Andrew was moving closer, and Sophia took another step back.
“After I realized our mistake,” Penny continued. “We tried to make it friendlier by picking the flowers. Marla had already emptied the ketchup bottle. We decided to put it on the ground and add a picture of a hot dog. Instead of looking like a mortal wound, now it looks like he spilled ketchup on his shirt.” She laughed heartily then took a deep breath followed by a hum.
Sophia stared at the receiver in her hand, a scowl creasing her face. She meant to count all the way to ten before she spoke, but by the time she said three in her head, she was spitting out. “Get it off my driveway.” The numbness of being woken up and finding the strange display was wearing off, quickly replaced with a healthy dose of anger. Sophia took a third step back and looked behind her, realizing how far she was from her front door. “I mean it, Penny. Today. Before I get home.” She was using her mommy voice. The one she thought would get the job done. Sophia held up a hand like a stop sign, hoping Andrew would stay where he was. “I have to go,” she told Penny, punching the raised button on her parents-in-law’s old-fashioned cordless handset.
“I’m sorry your sleep was disturbed last night.” She grabbed the hem of her shirt again. “I saw the police lights.”

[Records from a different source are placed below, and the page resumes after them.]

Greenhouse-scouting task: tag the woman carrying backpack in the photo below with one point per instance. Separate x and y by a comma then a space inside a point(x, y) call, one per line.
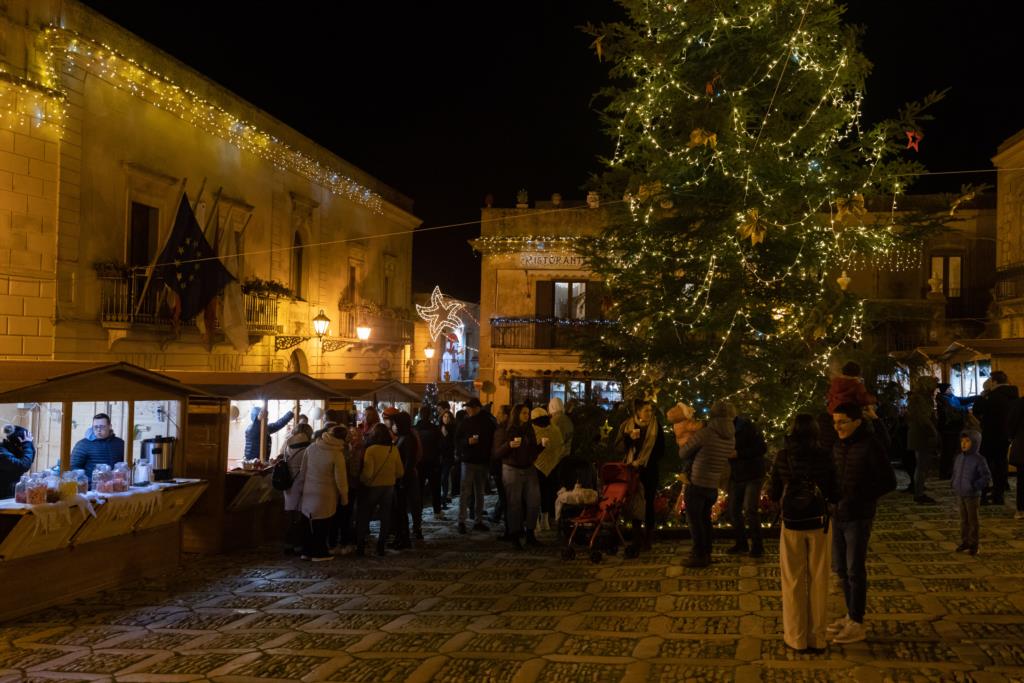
point(804, 478)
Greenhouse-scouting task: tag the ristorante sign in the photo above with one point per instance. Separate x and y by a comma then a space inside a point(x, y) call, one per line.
point(540, 260)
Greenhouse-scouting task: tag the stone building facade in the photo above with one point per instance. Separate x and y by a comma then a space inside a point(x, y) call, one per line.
point(536, 294)
point(100, 132)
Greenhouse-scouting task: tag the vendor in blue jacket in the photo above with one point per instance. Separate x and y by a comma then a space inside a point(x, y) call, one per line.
point(99, 446)
point(252, 432)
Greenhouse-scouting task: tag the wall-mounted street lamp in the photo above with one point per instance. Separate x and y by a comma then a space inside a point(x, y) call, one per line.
point(321, 325)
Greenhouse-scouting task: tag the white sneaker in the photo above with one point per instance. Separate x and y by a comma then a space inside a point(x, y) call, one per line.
point(839, 624)
point(853, 633)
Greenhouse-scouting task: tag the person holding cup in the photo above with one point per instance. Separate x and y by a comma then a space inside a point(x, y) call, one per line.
point(640, 440)
point(517, 451)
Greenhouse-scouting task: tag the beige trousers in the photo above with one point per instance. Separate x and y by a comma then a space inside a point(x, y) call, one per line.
point(805, 558)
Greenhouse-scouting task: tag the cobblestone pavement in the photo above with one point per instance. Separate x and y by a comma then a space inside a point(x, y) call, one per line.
point(470, 609)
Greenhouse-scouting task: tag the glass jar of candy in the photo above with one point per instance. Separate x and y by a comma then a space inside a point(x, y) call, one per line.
point(102, 479)
point(69, 485)
point(121, 477)
point(35, 493)
point(83, 481)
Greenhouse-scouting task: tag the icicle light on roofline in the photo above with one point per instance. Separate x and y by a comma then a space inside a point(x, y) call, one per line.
point(67, 51)
point(24, 102)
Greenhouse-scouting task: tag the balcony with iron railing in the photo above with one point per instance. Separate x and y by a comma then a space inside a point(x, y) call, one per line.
point(387, 327)
point(125, 301)
point(542, 334)
point(1010, 282)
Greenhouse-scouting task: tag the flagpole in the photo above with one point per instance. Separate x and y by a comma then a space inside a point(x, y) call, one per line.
point(153, 264)
point(209, 216)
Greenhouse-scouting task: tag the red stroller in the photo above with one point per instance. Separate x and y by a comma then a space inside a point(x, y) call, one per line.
point(620, 482)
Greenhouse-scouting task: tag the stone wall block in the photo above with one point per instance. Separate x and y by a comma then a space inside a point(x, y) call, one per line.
point(27, 224)
point(38, 346)
point(44, 170)
point(10, 345)
point(11, 305)
point(13, 163)
point(25, 259)
point(19, 325)
point(26, 184)
point(24, 288)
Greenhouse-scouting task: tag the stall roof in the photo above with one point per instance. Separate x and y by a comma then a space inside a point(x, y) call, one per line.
point(42, 381)
point(445, 390)
point(387, 390)
point(249, 386)
point(968, 349)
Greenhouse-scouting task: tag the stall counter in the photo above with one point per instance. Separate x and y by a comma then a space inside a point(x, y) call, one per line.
point(53, 552)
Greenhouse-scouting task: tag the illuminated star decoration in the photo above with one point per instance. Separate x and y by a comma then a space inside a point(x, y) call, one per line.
point(753, 227)
point(442, 313)
point(912, 139)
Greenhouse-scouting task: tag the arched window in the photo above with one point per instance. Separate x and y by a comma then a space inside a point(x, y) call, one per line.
point(296, 271)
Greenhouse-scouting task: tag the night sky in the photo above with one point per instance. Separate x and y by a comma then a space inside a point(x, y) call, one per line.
point(449, 101)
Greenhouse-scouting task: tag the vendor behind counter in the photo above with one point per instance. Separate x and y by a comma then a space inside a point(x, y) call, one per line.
point(99, 446)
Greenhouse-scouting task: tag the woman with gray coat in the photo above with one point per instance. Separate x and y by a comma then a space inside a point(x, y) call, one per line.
point(706, 458)
point(922, 434)
point(324, 483)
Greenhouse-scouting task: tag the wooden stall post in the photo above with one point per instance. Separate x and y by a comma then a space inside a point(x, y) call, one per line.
point(66, 414)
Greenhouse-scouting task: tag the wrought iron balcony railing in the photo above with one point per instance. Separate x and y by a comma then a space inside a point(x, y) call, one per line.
point(122, 302)
point(541, 334)
point(384, 329)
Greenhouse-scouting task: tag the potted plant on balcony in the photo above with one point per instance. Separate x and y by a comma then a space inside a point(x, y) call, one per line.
point(270, 289)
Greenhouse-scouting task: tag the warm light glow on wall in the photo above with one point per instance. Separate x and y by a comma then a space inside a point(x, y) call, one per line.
point(67, 51)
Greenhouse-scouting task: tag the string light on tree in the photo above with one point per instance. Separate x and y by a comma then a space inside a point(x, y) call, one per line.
point(735, 291)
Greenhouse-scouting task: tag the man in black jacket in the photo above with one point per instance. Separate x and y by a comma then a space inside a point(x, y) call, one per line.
point(747, 473)
point(992, 409)
point(474, 438)
point(864, 475)
point(430, 465)
point(16, 455)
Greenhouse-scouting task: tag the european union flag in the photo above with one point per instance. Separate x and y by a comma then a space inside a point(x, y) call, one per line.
point(188, 265)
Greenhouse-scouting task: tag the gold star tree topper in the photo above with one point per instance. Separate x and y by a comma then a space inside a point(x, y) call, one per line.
point(442, 313)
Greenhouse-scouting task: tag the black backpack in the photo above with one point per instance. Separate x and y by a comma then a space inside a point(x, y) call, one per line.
point(282, 477)
point(803, 500)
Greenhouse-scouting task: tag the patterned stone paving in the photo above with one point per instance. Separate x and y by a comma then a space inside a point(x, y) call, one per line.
point(462, 609)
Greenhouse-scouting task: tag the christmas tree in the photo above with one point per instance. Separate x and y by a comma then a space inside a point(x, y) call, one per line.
point(749, 181)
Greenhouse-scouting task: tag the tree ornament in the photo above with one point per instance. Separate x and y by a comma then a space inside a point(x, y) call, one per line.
point(712, 87)
point(852, 207)
point(754, 227)
point(701, 137)
point(441, 313)
point(968, 194)
point(913, 138)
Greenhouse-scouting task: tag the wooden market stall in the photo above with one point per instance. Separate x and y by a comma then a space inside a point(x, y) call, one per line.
point(374, 392)
point(241, 508)
point(51, 552)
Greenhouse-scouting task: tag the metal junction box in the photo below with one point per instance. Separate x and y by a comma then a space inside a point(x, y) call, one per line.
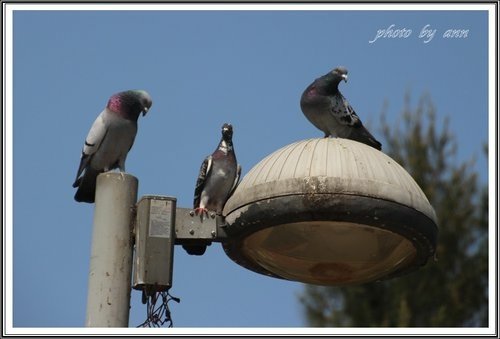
point(154, 243)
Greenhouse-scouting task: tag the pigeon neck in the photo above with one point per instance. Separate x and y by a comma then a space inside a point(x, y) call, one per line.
point(225, 146)
point(124, 107)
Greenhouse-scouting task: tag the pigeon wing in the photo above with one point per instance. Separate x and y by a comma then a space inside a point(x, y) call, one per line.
point(236, 181)
point(96, 135)
point(205, 168)
point(343, 111)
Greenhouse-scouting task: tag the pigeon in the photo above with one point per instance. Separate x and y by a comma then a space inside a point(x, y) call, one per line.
point(218, 178)
point(327, 109)
point(109, 140)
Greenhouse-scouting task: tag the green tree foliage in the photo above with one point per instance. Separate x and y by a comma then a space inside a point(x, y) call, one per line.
point(449, 291)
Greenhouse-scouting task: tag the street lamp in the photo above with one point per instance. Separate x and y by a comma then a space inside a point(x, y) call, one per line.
point(326, 211)
point(329, 211)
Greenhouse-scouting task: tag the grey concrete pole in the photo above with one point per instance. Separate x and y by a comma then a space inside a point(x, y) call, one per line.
point(108, 299)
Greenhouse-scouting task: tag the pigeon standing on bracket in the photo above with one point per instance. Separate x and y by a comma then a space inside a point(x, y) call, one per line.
point(327, 109)
point(218, 178)
point(109, 140)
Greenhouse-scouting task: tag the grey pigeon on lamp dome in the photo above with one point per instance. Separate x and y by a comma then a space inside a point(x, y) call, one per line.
point(327, 109)
point(109, 140)
point(218, 178)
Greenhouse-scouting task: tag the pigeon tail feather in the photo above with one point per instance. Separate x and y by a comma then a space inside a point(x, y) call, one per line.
point(86, 186)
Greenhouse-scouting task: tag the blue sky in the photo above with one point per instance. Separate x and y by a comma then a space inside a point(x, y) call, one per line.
point(204, 68)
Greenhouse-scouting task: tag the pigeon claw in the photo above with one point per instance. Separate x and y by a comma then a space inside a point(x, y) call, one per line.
point(200, 211)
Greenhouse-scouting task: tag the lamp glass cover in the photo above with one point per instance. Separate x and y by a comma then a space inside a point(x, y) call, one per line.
point(329, 253)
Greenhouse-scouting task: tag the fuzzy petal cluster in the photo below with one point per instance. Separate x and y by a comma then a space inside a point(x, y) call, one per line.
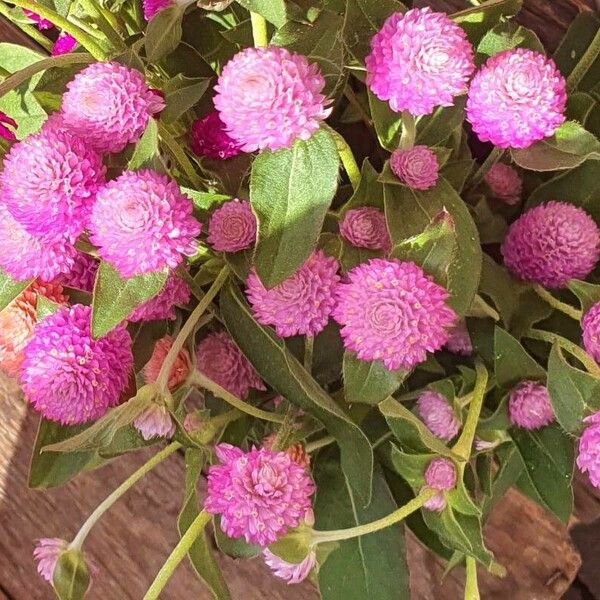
point(505, 183)
point(300, 305)
point(209, 138)
point(270, 97)
point(552, 243)
point(437, 414)
point(418, 168)
point(259, 494)
point(529, 406)
point(67, 375)
point(219, 358)
point(232, 227)
point(517, 98)
point(142, 223)
point(392, 311)
point(365, 227)
point(108, 105)
point(49, 181)
point(418, 61)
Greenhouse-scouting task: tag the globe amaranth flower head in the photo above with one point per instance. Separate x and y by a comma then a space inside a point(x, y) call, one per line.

“They woke you up?” Andrew asked from the middle of the cul de sac.
“Insomnia.” Sophia pulled her shirt a little lower.
Andrew’s gaze followed the move. His face flashed red. “Oh, dear,” he said, working to find another place to focus his eyes, finally coming to rest on her roof line. “Good bye.” He turned abruptly and quick-stepped back to his Volvo.
Sophia stood still until Andrew was well down the road, then got herself back inside. Upstairs, the gentle chimes that were supposed to rouse her from her dreams in a natural, Zen-like way had reached the point of insistence. She took the stairs two at a time to turn the alarm off before the noise woke her boys. She needed a little extra time getting ready today. She wouldn’t be working from home in her usual shorts and t-shirt. Today, she was supposed to do a presentation with her research partner Nadia at Iniquus, a security firm that was assigned to keep them safe. As Sophia adjusted the water temperature in the shower, she wondered if her security would extend to keeping her safe from crazy neighbors.

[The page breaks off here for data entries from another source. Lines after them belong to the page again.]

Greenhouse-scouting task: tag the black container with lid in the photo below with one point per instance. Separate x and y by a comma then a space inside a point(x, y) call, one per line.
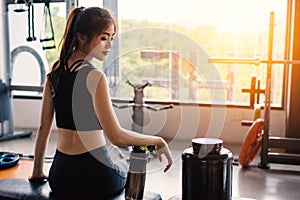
point(206, 170)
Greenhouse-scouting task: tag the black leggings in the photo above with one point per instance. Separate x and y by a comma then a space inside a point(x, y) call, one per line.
point(90, 175)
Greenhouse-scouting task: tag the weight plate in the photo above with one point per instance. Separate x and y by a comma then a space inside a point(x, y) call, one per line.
point(8, 160)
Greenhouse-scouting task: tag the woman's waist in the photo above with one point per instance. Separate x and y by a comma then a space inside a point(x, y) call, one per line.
point(77, 142)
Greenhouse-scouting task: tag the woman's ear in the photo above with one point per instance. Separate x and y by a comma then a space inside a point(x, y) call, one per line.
point(81, 38)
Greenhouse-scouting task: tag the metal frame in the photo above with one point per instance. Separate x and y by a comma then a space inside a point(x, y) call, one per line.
point(7, 131)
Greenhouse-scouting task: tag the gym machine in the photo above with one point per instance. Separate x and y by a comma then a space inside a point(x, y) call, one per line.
point(7, 131)
point(268, 143)
point(138, 156)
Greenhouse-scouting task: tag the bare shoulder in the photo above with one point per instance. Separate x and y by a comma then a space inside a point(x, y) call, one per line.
point(94, 79)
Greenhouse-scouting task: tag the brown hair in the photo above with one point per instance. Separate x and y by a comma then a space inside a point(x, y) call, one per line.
point(90, 22)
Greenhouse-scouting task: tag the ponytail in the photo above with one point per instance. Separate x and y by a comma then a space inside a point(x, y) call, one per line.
point(90, 22)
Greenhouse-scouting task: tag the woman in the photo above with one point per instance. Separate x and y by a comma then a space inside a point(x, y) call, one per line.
point(78, 95)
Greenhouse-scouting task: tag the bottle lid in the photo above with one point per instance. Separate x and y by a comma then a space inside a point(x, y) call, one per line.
point(206, 145)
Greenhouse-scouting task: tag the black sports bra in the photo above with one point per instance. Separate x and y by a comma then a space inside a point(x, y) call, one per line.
point(73, 103)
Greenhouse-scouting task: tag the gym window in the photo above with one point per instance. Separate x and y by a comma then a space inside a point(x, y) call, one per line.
point(191, 51)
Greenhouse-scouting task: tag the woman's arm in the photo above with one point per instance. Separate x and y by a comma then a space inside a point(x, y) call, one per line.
point(43, 133)
point(97, 84)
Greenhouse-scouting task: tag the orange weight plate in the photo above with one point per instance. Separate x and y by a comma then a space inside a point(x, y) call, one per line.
point(251, 143)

She cut the water off again when she heard her phone ringing. This time when she picked it up, she heard five staccato beeps instead of her neighbor’s overly enthusiastic voice. She hung up and moved downstairs to her office. She placed her cell phone in front of her, pulled up a map on the computer, opened the code generator on her keychain, and waited.
When the call came in, Sophia read off the alphanumeric code instead of answering with hello. “938BCK868.”
“You have information?”
“I believe I found what you’re looking for.”
“Coordinates?”
Sophia listed them off and the phone clicked, leaving her with dead air.